Sin embargo no tenía atrofiado el instinto de posesión: consideraba ejemplar la conducta del pastor que buscó hasta encontrarla la oveja que le pertenecía y él mismo usaba expresiones tipo “nadie los arrebatará de mi mano”.
No le escandalizó el precio desorbitado de los perfumes con que le ungieron y tampoco se inmutó cuando le recordaron que con aquellos 300 denarios (unos 10.000 €) podían haberse evitado varios desahucios. Parecía proceder de un planeta en el que se desconocían las proporciones y las medidas y su presencia generaba el sobresalto de los desbordamientos: en Caná, vino sin límites; en el lago, una pesca que casi hundía las barcas; en el desierto, canastos llenos de panes y peces sobrantes. Se regía por el principio de lo excesivo y la única medida que conocía era la que se volcaba de una manera generosa, colmada, remecida, abundante, con la inconsciencia de quien, al descuidar ganancias y beneficios, se arriesga a la ruina.
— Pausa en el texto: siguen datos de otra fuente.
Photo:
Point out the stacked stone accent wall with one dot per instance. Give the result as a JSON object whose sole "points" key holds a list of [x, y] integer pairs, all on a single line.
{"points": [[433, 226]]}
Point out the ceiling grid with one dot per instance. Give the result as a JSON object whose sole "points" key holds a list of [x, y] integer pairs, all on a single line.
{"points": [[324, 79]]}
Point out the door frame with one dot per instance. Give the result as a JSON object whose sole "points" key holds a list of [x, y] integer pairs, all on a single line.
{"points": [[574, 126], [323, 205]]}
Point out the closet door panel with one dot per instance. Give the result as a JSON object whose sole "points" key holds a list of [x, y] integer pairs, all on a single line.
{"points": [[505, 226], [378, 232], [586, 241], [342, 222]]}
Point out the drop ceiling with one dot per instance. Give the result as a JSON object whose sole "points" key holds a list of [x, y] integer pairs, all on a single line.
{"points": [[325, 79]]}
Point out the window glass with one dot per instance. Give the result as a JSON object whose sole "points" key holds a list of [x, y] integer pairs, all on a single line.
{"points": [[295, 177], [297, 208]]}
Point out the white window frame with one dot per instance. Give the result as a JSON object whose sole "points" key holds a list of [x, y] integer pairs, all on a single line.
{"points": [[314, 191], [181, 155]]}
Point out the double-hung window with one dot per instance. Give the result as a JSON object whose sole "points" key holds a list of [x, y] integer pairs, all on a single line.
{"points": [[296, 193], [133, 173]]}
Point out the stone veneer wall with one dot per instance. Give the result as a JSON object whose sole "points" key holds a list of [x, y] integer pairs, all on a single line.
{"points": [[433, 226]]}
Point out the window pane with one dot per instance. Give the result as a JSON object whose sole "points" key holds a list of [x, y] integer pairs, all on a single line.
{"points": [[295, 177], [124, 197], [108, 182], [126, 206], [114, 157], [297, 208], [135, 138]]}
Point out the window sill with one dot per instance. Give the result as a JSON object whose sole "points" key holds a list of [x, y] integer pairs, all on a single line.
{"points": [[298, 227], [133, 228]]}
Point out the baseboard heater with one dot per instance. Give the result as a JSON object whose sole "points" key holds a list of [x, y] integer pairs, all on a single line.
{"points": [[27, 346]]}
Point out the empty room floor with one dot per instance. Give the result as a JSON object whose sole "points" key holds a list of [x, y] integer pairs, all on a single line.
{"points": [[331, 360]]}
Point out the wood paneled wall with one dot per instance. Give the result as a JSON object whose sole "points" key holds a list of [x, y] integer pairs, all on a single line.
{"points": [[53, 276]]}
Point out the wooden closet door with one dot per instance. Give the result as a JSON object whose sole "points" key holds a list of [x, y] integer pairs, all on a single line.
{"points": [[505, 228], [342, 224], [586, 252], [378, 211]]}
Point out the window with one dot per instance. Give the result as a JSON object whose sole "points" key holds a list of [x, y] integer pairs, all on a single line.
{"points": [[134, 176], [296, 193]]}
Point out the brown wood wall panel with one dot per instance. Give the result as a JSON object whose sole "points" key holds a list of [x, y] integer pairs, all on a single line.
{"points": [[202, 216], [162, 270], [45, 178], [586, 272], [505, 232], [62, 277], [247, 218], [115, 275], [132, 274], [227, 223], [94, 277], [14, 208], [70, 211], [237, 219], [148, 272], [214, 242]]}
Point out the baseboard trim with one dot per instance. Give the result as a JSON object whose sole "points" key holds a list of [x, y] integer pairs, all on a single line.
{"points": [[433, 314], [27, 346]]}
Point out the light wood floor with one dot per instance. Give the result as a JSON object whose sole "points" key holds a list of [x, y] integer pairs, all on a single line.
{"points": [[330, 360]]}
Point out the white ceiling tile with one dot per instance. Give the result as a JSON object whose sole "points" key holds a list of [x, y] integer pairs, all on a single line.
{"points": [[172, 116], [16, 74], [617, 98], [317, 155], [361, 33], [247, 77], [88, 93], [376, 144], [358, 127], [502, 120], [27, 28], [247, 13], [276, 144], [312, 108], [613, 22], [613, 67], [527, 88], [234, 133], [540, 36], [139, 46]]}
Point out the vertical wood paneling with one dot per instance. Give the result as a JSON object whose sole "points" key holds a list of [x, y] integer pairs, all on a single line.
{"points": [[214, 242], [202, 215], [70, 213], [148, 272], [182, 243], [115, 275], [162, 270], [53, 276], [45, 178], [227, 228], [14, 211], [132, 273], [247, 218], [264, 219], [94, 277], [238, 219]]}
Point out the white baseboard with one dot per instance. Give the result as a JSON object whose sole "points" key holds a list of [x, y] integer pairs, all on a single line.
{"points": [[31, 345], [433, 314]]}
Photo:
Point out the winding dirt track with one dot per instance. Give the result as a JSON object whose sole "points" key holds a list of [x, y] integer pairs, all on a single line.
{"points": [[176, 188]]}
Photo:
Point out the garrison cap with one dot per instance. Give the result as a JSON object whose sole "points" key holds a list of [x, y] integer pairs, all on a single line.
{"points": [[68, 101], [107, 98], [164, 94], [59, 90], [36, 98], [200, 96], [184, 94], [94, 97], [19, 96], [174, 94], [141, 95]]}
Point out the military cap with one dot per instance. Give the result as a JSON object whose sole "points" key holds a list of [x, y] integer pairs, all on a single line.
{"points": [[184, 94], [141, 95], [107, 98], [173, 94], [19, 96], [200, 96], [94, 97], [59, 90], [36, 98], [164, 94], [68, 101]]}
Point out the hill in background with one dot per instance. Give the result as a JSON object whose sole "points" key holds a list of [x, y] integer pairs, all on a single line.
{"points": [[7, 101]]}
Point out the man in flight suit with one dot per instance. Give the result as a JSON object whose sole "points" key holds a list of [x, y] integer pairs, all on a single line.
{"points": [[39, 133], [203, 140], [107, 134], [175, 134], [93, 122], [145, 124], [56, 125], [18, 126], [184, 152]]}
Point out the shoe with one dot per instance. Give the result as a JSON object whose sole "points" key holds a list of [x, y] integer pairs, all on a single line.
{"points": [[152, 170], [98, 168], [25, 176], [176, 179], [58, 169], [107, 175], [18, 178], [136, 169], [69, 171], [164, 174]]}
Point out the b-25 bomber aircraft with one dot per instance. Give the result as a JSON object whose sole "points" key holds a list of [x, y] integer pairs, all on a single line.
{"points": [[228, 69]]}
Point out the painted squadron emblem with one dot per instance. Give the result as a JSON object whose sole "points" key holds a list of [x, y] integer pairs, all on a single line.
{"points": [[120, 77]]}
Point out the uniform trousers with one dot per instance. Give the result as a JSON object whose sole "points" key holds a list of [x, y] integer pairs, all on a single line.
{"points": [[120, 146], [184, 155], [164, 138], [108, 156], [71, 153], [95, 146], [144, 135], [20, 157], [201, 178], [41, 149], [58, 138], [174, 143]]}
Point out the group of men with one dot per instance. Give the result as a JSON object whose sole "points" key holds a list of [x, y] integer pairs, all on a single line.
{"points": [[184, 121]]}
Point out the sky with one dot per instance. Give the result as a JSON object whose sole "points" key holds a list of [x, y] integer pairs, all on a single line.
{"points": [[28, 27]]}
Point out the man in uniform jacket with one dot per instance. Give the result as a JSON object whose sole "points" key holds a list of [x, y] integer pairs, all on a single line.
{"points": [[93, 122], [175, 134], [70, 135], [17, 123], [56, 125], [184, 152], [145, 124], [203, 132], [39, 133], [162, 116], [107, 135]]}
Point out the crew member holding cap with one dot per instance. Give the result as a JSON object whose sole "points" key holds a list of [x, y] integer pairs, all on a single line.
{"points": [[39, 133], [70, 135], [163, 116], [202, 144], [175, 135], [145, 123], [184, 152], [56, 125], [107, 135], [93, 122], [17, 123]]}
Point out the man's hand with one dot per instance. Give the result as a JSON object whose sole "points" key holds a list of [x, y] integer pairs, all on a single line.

Llegó a la cruz llevando solamente una túnica y se la arrancaron: había nacido desnudo y moría desnudo. No había aprendido a protegerse antes y tampoco supo hacerlo al final y por eso estaba al alcance de la lanza que le traspasó el costado. Había sido traspasado de muchas otras maneras antes porque era de condición vulnerable y no sabía defenderse del rechazo, las mentiras, la traición de los amigos o el poder de quienes le sentenciaron a muerte.
Había vivido “en abierto”, sin saber poner muros ni puertas a su existencia y tras su vida vaciada no quedaban ni herencia, ni logros, ni patrimonio. Solo un hilillo de agua manando de su costado y el comienzo de un rumor que comenzó a circular como un murmullo de una generación a otra, como un secreto de familia: Quien pierda la vida, la ganará.
Recordamos esa sentencia como quien repite un principio inverosímil e incomprensible y no son muchos los que llegan a creérsela del todo. Son hombres y mujeres peculiares que van por la vida descalzos y libres, pésimos mercaderes como el Maestro, despreocupados de sus propios intereses, con la atención puesta en cuidar de otros, ajenos a la búsqueda de beneficios, máximos acertantes en el juego del pierde/gana, poseedores de una extraña alegría.
Y revestidos de esa deslumbrante belleza de los lirios del campo que, sin saberlo, superan el esplendor de la corte del rey Salomón.